La Señora W. no tardó en asomar del precipicio y subir a la cima, donde fue recibida con aplausos y piruetas por El que era el Cardo de Flores.

_ “¿¿Dónde está Alberto P.??”, preguntó alarmada.

_ “Daibushi…”, la corrigió El que era el Cardo de Flores. “Asuntos urgentes demandaron su atención. Sin embargo, hmmm…, tengo que advertirle, querida amiga del final del alfabeto, que no se han portado muy bien que digamos. El Maestro se marchó bastante compungido.”

_ “Pero dime, contrahecho, ¿qué fue eso tan malo que hicimos? ¿Acaso no le es suficiente tenerme aquí mientras mi pobre Rómulo yace muerto allá abajo?”

_ “Ah, ah, vaya error conceptual el suyo, querida amiga.
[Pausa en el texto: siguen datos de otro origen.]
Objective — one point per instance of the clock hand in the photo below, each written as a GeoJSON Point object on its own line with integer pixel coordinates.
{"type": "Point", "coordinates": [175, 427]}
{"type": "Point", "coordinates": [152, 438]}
Rómulo está vivo. Y si no, mírelo…” La Señora W. se asomó al precipicio. Desde el fondo, su marido la saludaba agitando una mano. ¡Qué mareo el de W.! Mareo y odio, un odio ácido que creció desde su estómago hasta materializarse en un brutal gargajo que acabó por desintegrarse contra la roca, a centímetros de Rómulo. El que era el Cardo de Flores lanzó una risita, la ayudó a sentarse y salió corriendo para perderse por la otra ladera.

La pareja estaba deshecha. Cada cual permaneció en su lugar sin fuerzas para subir o bajar hacia un encuentro que les iba a saber amargo. Derrotados, pronto la noche los cubrió con su grueso manto de oscuridad.